TAMPA — Inside Tampa’s University Mall, just down from the food court there are a group of USF’s engineering students tracking satellites.
Communication satellites they designed, built, and now operate from inside the mall.
“Engineering can happen anywhere. You take a tool, take apart an electronics device, you are doing engineering work. The where doesn’t really matter as much as The who and the when," said doctoral student Peter Jorgensen.
The 'CubeSats' are the size of a sandwich.
“Ultimately it was a hunk of metal with a bunch of electronics inside," said Jorgensen.
They have launched in January thanks to a Space X rocket.
But all this is not just a school project.
USF’s Institute of Applied Engineering has an $85-million contract with the Department of Defense.
“It bodes well for their futures. It bodes well for all of our futures. Because now we have students that are graduating with real-world experience," said Dr.

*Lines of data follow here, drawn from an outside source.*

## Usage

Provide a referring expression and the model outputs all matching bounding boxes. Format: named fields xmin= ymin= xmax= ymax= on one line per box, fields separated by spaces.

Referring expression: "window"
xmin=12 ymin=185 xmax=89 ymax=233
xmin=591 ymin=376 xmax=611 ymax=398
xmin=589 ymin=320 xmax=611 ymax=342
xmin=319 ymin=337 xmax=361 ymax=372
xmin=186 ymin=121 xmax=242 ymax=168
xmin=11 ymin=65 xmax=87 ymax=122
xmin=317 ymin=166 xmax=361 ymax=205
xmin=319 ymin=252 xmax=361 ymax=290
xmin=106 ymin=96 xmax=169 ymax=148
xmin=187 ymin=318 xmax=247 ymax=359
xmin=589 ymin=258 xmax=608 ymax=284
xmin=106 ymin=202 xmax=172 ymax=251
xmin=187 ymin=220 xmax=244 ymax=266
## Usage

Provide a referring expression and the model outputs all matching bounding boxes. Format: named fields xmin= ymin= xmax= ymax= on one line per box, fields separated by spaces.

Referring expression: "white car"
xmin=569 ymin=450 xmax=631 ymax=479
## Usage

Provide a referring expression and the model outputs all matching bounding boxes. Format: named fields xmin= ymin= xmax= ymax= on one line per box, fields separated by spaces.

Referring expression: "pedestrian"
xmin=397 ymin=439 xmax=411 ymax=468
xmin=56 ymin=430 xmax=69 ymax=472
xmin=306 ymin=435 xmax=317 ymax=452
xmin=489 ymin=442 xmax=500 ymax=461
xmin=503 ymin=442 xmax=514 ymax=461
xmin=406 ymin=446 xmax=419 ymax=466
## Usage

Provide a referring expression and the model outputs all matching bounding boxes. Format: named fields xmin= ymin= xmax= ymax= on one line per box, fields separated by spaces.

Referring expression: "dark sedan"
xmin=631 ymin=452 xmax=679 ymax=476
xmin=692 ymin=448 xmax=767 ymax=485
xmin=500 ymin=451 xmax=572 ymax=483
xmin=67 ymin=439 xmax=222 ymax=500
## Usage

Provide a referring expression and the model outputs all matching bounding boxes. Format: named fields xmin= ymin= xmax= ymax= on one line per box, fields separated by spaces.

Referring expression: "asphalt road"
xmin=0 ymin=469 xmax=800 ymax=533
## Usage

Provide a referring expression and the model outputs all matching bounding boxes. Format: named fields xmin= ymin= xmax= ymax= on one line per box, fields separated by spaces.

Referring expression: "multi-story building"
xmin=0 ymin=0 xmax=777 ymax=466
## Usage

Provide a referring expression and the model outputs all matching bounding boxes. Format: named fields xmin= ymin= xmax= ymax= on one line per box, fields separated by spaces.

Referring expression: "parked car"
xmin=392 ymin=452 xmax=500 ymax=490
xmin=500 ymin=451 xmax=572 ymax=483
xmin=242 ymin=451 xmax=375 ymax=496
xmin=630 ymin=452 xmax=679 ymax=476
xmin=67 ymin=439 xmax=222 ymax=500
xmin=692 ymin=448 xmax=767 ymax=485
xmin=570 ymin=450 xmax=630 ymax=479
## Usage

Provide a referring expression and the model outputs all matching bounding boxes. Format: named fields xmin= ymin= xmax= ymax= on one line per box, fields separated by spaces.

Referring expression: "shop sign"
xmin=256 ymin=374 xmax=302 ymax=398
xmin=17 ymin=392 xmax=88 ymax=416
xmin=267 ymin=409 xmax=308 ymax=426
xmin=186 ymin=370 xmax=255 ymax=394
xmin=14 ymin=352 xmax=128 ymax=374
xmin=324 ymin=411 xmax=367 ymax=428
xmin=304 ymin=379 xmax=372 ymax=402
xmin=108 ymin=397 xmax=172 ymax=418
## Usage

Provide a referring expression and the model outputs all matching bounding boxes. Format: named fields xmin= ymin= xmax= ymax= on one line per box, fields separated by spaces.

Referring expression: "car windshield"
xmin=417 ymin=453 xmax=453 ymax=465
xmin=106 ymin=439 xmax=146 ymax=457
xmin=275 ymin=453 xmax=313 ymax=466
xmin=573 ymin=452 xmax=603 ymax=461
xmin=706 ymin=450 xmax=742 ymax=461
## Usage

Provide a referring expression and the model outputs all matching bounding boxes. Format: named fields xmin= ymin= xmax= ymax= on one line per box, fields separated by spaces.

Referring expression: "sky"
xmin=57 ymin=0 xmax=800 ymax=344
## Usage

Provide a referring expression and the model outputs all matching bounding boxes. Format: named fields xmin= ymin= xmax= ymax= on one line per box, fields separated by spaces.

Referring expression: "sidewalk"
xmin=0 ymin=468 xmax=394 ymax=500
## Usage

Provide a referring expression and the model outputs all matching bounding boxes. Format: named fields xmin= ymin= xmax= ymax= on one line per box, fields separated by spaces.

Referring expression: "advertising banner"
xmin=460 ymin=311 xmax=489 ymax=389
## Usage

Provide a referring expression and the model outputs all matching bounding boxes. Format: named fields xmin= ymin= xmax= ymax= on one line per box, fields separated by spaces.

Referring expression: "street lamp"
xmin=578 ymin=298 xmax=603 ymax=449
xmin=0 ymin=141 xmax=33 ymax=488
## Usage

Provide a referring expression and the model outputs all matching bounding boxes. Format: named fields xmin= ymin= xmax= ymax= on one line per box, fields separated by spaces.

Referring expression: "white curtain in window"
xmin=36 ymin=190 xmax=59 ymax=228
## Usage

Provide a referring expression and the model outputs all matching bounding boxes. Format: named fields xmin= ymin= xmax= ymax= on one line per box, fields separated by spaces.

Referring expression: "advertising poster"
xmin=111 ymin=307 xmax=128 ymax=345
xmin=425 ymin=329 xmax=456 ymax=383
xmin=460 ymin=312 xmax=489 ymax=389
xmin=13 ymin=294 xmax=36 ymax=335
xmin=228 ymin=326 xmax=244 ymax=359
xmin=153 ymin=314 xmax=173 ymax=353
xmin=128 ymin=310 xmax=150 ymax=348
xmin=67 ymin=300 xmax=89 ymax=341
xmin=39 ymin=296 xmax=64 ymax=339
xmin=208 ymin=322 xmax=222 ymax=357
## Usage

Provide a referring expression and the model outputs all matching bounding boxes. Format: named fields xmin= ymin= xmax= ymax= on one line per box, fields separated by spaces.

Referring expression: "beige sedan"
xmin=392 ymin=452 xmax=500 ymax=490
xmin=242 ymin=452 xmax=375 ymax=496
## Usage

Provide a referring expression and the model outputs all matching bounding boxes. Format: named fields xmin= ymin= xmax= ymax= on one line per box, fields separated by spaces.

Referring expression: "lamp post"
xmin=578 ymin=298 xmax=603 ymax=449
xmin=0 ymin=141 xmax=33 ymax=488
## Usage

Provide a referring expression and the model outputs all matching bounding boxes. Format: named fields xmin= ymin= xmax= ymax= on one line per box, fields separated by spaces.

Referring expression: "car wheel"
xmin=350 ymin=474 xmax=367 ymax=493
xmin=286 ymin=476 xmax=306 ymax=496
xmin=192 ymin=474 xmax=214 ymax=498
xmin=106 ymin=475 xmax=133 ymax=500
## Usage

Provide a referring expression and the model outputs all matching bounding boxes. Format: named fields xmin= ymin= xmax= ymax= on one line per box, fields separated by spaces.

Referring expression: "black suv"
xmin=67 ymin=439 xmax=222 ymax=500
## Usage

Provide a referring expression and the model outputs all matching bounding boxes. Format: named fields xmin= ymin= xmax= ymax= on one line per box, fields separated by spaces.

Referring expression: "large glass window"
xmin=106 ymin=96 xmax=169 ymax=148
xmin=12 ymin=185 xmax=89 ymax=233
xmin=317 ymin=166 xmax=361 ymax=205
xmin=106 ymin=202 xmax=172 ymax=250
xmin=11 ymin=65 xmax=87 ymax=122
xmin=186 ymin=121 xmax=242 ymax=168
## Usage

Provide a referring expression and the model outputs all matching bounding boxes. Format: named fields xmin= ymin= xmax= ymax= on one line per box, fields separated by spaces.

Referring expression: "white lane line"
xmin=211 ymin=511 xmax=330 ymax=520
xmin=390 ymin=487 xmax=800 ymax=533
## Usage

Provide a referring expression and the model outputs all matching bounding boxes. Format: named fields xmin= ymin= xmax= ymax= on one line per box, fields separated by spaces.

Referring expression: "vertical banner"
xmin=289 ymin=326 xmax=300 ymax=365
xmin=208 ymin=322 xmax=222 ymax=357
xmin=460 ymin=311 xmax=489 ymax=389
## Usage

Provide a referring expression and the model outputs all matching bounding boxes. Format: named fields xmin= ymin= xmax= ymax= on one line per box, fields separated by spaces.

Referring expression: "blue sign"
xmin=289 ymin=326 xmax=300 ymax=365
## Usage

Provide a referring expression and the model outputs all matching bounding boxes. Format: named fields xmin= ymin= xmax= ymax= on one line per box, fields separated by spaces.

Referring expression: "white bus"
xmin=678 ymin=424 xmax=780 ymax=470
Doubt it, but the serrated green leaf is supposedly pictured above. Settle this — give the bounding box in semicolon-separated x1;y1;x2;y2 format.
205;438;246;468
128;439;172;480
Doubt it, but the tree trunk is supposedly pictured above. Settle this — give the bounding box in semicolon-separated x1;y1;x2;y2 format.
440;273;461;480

Robert Bishop, Dean of USF's College of Engineering.
This team launched three satellites that are orbiting the Earth, running off solar power.
“When the satellites are overhead which happens a little bit in the morning and a little bit in the middle of the night, the antenna will follow the track as the satellites pass overhead," said Jorgensen.
The engineers are also studying cyber attacks like the ones that crippled a meat-processing company and a water treatment plant in Oldsmar.
Officials here say what they do here isn’t classified, but it is controlled.
And it just might shape the future in space and down here on the ground.